I didn't want to post here, as it made me feel like I was accepting her death..

But with all the support from the last few days, I've finally been able to accept that she's gone.

My little Muffy, when I took you in at 8 1/2, I knew that our time together would be short. But in that year and a half that I had you, I've never been so happy. You've taught me so much about senior rabbits, and now I hope that I will be blessed with another senior who needs help. 

Had it been a week ago today, I would have never thought I'd be left without the very next week. You were so strong - such a fighter. You over came every obstacle life ever threw at you. You've been in more homes than fingers on a hand, botched spayed by a vet, arthritis, urine scalds, weight loss - I didn't care about spending money over you. I loved you and I wanted to help.

I thank you for teaching me that seniors are one of the best. Whenever I was upset, you were the first to greet me - the first to give me kisses. I will always miss you my baby girl <3

RIP Miss Muffy

:rainbow:

:bunnyangel::rip:

:tears2:







Muffy is the gray one.


----------



## swanlake (Jan 20, 2008)

muffy was glad to have someone like you to love and care for her in her old age. not many people want a senior rabbit, they want a youngster. she was truly blessed to be with you.

ink iris::hug:


----------



## LuvaBun (Jan 20, 2008)

Sweet little Muffy. I am so pleased that you were able to find some love later in your sad life. Your mom and Labrador loved you so much and will really miss you. 

God Bless, little girl 

Jan


----------



## Phinnsmommy (Jan 20, 2008)

I'm so sorry. Muffy was just beautiful.

I know that she is looking down on you and thanking you for everything you did to her.

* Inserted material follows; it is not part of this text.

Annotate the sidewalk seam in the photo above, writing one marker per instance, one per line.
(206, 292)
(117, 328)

You were an angel to her :hug:.

Sleep tight Muffy :rainbow:.


----------



## monklover (Jan 20, 2008)

I'm so sorry.

Even though she went through so many homes, you gave her the best home possible and loved her. 

RIP Muffy :rainbow:


----------



## SOOOSKA (Jan 20, 2008)

I am so sorry to hear this terrible news.

Binky Free at the Bridge Muffy :rainbow:

You will be greatly missed by your Mommie & Labrador.

Susan:angelandbunny:


----------



## polly (Jan 21, 2008)

ink iris:Binky free Muffy


----------



## Stray (Jan 21, 2008)

So sorry for your loss April. Muffy was very lucky to have you.

Binky free, Muffy :rainbow:


----------



## PixieStixxxx (Jan 28, 2008)

I have received the call that Muffy's ashes have arrived. I am about to leave to go pick her up.

For the last week, I was in complete denial... then moved towards partial acceptance. With her urn, I know I must completely accept that she's gone as it is undenialable proof that my girl has crossed the rainbow bridge.

I love you Muffy =[

Btw, Labrador sure has put on the weight since there's no bun he has to compete with. Diet for him!


----------



## LuvaBun (Jan 29, 2008)

Awww, I'm pleased Muffy is coming home - I know when my Bun's ashes have been returned, I feel like they are back here with us.

Pernod put weight on after Perry went to the Bridge - she wasn't getting as much exercise on her own as she just seemed to want to lay and grieve . She has lost some now she has Shadow to run around with.

Jan


----------